Также он отказался от обслуги и стал сам привозить в дом воду, рубить дрова и убирать свою комнату. Труднее всего, как он признавался, было приучить себя выносить и мыть ночной горшок, но он освоил и это. Он отказался от каких-либо операций с деньгами и носил с собой только небольшие суммы, чтобы подавать милостыню. Возможно, самым эксцентрическим из его новых занятий было сапожное дело, которому он предавался с неистовым увлечением, – каждый новый успех в освоении этого ремесла вызывал у него детскую радость.
У окружающих эти перемены вызывали чувства в диапазоне от насмешливого недоумения до яростного протеста. Фет заказал ему пару ботинок, настоял на том, чтобы заплатить за них шесть рублей, и вручил Толстому расписку, где обязался носить обнову. По-видимому, он не выполнил обещания, ботинки до сих пор хранятся в музее Толстого в Москве и вовсе не выглядят изношенными. Атеист, эстет и политический консерватор, Фет не мог одобрить метаморфозу, происходящую с другом.
Реакция Тургенева была более эмоциональной. В 1883 году, уже неизлечимо больной, он отправил Толстому письмо. Он был слишком слаб, чтобы держать перо и писал карандашом:
Выздороветь я не могу, и думать об этом нечего. Пишу же я вам, собственно, чтобы сказать Вам, как я был рад быть вашим современником и чтобы выразить Вам мою последнюю искреннюю просьбу. Друг мой, вернитесь к литературной деятельности! Ведь этот дар Ваш оттуда, откуда все другое. Ах, как я был бы счастлив, если бы мог подумать, что моя просьба так на Вас подействует. ‹…› Друг мой, великий писатель земли русской, – внемлите моей просьбе… Дайте мне знать, если Вы получите эту бумажку, и позвольте еще раз крепко-крепко обнять Вас, Вашу жену, всех Ваших. Не могу больше. Устал!!![47]

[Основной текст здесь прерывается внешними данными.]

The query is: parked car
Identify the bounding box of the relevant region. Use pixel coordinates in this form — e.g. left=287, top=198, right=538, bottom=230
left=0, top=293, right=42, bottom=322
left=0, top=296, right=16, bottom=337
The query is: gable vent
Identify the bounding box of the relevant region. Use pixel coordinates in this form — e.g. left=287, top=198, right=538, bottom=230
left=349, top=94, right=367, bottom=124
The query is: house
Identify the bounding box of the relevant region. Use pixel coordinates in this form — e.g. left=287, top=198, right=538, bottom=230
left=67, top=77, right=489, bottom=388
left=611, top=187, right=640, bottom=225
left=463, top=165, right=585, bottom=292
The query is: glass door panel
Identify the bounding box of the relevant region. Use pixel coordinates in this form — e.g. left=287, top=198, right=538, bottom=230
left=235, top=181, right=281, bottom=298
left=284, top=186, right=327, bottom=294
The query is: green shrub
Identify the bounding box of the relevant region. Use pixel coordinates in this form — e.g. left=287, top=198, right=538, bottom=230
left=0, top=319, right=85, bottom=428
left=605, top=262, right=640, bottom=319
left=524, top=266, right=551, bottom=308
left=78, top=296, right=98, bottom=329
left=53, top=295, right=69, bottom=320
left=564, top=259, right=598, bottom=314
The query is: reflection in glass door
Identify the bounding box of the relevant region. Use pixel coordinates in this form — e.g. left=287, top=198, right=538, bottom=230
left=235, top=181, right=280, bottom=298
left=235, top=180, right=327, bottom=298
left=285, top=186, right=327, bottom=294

Тургенев умер через два месяца. Толстой был тронут достаточно сильно, чтобы, несмотря на отвращение к публичным церемониям, согласиться выступить на вечере памяти писателя (после появления имени Толстого в программе вечер был немедленно запрещен). В то же время его раздражали и вновь проявившееся стремление старого друга наставлять его на путь истинный, и избыточная риторика. Много лет спустя, повторив формулу «великий писатель земли русской», Толстой саркастически прокомментировал: «а почему не воды»[48]. Но все-таки отчасти он «внял» просьбе Тургенева и через несколько лет вновь начал писать прозу, хотя и неизменно считал это занятие второстепенным по отношению к своей религиозной и моральной проповеди.

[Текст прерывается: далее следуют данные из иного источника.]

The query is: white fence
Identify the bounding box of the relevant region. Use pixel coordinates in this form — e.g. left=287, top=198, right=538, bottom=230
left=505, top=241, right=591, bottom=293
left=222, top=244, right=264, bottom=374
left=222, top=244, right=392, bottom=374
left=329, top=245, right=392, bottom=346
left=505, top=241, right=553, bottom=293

Разумеется, более других переменой, произошедшей с Толстым, были взволнованы члены его семьи. В мае 1881 года в разгар беспорядков и еврейских погромов, последовавших вслед за убийством Александра II, Толстой внес в дневник впечатления от общения с родными:
Утром Сережа вывел меня из себя, и Соня напала непонятно и жестоко. Сер[ежа] говорит: учение Христа все известно, но трудно. Я говорю: нельзя сказать «трудно» бежать из горящей комнаты в единственную дверь. «Трудно». ‹…› Начали разговор. – Вешать – надо, сечь – надо, бить по зубам без свидетелей и слабых – надо, народ как бы не взбунтовался – страшно. Но жидов бить – не худо. Потом вперемежку разговор о блуде – с удовольствием.

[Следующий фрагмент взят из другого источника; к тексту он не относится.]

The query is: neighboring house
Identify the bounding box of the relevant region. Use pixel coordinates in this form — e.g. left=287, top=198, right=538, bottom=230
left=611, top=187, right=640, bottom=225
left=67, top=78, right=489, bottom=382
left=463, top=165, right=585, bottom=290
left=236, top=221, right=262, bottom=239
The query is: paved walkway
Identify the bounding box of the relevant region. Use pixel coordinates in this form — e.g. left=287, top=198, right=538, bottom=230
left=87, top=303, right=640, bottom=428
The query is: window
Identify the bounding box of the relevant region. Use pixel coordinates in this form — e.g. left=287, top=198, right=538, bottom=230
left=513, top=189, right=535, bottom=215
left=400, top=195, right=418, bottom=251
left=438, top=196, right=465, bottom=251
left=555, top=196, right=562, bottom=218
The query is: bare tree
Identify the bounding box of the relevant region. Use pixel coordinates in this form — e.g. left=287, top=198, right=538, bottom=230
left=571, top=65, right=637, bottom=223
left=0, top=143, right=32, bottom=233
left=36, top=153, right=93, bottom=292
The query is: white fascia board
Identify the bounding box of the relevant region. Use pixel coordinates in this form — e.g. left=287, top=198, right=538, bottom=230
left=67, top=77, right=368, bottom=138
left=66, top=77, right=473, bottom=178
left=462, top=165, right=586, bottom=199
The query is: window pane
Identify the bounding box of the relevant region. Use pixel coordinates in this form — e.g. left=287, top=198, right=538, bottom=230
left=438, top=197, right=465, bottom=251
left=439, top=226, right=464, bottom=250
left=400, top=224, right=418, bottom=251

Кто-нибудь сумаcшедший – они или я. (ПСС, XLIX, 37–38)
Через месяц с небольшим он написал об «огромном обеде с шампанским», на котором на всех детях Толстых и Кузминских были пояски, цена которых соответствовала месячному доходу голодных и усталых крестьян, работавших поблизости. Он долго говорил «о воспитании» с Татьяной Кузминской, когда-то понимавшей его лучше других. После разговора он «до утра» думал о непоправимом расхождении с самыми близкими людьми и в отчаянии заключил: «Они не люди» (ПСС, XLIX, 37–38).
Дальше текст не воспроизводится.